Most privacy experts who spoke to The Daily Beast on Thursday commended the FBI for addressing the problem, but warned that this episode foreshadows more serious privacy debacles down the line.
“Our privacy should not be dependent on the actions of individual prosecutors and FBI agents. While it’s good that the defendant in this case was notified and the government is taking steps to delete the data, the government is still ingesting huge amounts of data and Palantir makes this data widely accessible by default,” said Ángel Díaz, a privacy expert who teaches at the University of California Los Angeles law school. “There may be other cases where this same kind of wide data sharing goes on undetected.”

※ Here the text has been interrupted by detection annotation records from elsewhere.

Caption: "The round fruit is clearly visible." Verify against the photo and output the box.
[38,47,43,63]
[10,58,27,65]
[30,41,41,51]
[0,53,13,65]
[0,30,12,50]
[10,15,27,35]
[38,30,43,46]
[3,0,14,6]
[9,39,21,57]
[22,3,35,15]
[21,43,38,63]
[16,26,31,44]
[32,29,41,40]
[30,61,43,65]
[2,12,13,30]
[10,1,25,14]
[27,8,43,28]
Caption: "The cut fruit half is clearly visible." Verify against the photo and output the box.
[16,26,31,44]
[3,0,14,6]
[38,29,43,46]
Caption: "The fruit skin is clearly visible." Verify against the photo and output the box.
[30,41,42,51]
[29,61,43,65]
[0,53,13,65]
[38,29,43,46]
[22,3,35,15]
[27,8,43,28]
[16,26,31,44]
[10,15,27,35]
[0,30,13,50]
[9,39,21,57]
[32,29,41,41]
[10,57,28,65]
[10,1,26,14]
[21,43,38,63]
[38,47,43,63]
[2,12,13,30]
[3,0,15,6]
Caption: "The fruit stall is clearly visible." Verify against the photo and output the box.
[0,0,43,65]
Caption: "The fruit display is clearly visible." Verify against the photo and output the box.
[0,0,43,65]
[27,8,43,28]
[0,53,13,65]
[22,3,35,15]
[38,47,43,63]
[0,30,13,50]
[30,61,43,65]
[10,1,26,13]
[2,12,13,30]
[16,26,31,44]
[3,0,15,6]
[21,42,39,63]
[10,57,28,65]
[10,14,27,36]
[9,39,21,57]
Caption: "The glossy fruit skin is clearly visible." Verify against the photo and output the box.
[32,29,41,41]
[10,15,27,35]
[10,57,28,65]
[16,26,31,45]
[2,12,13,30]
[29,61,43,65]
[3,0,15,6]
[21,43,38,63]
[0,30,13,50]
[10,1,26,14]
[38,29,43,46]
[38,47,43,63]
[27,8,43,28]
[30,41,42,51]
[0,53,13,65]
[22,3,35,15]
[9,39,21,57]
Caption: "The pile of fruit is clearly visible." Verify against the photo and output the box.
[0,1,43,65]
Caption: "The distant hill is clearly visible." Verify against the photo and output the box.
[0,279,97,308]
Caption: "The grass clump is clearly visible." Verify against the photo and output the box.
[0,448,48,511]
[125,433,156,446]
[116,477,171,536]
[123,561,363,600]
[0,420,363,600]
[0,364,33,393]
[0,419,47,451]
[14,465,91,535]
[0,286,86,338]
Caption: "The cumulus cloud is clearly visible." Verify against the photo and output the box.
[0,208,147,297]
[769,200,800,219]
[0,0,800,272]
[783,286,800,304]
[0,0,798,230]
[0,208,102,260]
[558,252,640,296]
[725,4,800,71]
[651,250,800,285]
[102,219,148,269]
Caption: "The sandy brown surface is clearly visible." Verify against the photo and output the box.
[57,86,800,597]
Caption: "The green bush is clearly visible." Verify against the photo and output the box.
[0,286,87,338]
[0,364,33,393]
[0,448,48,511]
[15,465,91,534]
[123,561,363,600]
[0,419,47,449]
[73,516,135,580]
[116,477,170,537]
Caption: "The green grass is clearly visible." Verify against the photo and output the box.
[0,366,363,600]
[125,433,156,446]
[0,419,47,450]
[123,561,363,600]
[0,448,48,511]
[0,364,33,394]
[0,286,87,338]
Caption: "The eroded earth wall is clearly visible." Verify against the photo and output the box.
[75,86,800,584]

Aside from the potential privacy concerns for the American public in general, this slip-up could complicate the case that federal prosecutors have against Griffith if his defense team claims it somehow tainted the investigation.
“We are deeply concerned about what happened here. We are investigating the situation and Mr. Griffith’s potential legal remedies,” said Brian E. Klein, his defense attorney in Los Angeles.
“This is not the first time we’ve seen the FBI wrongly searching through people’s sensitive emails and data in ways that the Fourth Amendment prohibits,” said Patrick Toomey, an attorney who specializes in national security matters at the ACLU.
A similar miscalculation by the FBI in New York ruined its 2018 case against Ali Sadr Hashemi Nejad, a banker accused of dodging U.S. sanctions by hiding how Iranian money paid for a $500 million housing project in Venezuela.
In that case, the Manhattan district attorney obtained a ton of information with a search warrant and handed it off to the FBI. Instead of identifying the relevant stuff and ditching the rest, federal agents vigorously sorted through it all—without getting their own search warrant.
U.S. District Judge Alison J. Nathan dismissed the case this past February. In her order, she ripped into FBI agents who “uploaded raw email search-warrant returns into its ‘BIDMAS’ database and searched this database hundreds of times, contrary to the Government’s representations… and almost certainly in violation of the Constitution.” And she excoriated prosecutors who tried to “bury” the evidence.
This kind of unauthorized access poses a greater danger to the public’s liberty now because law enforcement relies on such powerful surveillance tools and analytical software that can piece it all together, said Michael German, a former FBI special agent who is now scholar at the Brennan Center for Justice. And repeat mistakes could hurt future investigations, he warned.
“If the judge doesn’t feel confident the FBI will honor the limits they impose, they’ll be less likely to grant them permission in the future,” German said. “The FBI has shown that it is ineffective in enforcing limits.”